En tant qu’amoureux du grand air, je suppose que vous êtes très intéressé par les questions écologiques et la protection de l’environnement ? "Le principe de précaution" –ce genre de choses ? Eh bien, savez-vous que dans toute l’Europe un groupe de plus en plus important de fabricants de marque et de détaillants amasse des fonds qui seront directement investis dans le monde dans des projets de conservation ?

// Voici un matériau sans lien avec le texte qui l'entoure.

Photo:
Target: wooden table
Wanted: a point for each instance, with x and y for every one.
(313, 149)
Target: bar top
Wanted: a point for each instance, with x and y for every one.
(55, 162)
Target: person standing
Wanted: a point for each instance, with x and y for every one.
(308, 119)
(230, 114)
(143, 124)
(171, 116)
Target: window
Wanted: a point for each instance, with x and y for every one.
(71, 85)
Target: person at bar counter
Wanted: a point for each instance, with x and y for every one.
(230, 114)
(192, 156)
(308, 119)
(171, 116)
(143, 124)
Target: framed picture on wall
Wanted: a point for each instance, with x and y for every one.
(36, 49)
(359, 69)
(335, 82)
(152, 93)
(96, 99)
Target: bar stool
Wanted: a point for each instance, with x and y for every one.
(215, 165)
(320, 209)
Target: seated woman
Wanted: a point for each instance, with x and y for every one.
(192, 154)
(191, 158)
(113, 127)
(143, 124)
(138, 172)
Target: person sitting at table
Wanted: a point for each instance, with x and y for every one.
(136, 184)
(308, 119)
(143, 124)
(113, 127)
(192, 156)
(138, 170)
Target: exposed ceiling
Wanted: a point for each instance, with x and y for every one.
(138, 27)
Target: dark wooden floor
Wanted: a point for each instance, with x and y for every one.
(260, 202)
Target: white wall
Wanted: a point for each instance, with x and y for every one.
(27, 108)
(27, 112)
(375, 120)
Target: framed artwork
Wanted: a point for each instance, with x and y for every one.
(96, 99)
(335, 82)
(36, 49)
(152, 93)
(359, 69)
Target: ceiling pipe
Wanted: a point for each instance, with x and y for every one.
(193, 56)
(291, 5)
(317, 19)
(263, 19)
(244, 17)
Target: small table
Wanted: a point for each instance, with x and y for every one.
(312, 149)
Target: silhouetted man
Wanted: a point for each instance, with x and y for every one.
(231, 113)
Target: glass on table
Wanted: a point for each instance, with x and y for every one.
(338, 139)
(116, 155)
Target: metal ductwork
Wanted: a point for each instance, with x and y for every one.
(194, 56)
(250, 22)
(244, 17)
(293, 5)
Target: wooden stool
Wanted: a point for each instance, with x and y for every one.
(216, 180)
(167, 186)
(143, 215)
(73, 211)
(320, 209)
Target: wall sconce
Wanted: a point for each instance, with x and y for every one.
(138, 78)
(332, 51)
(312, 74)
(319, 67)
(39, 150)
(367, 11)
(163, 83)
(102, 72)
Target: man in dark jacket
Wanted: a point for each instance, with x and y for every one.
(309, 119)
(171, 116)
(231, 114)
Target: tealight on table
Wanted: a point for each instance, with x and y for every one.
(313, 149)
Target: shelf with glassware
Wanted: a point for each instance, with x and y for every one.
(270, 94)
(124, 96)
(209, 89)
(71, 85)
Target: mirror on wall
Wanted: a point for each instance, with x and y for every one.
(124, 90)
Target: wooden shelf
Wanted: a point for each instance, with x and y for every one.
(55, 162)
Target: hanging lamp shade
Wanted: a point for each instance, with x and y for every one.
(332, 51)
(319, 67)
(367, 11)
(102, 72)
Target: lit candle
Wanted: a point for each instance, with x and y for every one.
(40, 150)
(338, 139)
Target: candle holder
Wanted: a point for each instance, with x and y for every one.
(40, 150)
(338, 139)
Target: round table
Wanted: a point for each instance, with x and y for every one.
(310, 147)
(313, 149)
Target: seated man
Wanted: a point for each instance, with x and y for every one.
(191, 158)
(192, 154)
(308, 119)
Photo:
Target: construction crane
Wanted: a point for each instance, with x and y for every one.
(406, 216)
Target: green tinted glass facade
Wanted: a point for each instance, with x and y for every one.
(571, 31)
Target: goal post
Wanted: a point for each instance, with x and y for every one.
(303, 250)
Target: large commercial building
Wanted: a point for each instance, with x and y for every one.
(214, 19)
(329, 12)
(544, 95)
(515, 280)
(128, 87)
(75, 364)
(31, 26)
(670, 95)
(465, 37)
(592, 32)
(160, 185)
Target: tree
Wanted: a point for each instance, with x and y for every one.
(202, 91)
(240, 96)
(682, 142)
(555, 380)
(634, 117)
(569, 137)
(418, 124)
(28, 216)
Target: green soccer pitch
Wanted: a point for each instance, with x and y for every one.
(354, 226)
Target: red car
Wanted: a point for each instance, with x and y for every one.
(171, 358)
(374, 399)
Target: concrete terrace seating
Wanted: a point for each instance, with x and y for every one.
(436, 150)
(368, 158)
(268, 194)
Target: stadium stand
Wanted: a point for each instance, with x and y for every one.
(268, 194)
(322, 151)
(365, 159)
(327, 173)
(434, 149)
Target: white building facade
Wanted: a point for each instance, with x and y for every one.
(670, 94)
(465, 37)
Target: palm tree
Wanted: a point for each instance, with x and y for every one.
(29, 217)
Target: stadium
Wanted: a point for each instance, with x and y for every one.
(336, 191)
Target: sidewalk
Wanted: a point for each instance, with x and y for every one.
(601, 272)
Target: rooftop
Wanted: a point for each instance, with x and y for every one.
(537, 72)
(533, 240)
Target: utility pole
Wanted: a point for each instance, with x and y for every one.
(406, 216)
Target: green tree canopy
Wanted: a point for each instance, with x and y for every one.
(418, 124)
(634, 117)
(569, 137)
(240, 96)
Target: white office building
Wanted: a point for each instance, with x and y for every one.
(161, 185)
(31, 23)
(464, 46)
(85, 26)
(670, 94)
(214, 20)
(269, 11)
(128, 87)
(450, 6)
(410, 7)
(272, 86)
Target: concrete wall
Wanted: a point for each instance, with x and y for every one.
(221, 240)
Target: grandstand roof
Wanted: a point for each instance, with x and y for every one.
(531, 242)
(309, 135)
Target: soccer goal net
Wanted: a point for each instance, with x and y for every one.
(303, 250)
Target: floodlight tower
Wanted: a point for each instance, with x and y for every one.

En à peine 5 ans, ils ont conjointement versé plus de 860000 € pour des projets d’action participative. L’European Outdoor Conservation Association a ainsi rénové des routes en Macédoine, en Ecosse et au Népal, financé des travaux de recherches sur le changement climatique et l’utilisation des pesticides, protégé des ours bruns dans le nord de l’Espagne, préservé une forêt vierge de la déforestation en Suède et éliminé les déchets d’une montagne dans le Kirghizistan. Et tout ça par des débutants ! L’EOCA amasse des fonds provenant de souscriptions, de dons, de différentes mesures, en collaboration avec le spectacle Outdoor (Outdoor est membre de l‘EOCA). L’adhésion est ouverte à toute entreprise travaillant dans l’industrie du plein air, qu’il s’agisse de fabricants, fournisseurs, prestataires de services ou détaillants etc. 100 % des frais d’adhésion sont directement investis dans des projets définis et votés par les membres eux-mêmes.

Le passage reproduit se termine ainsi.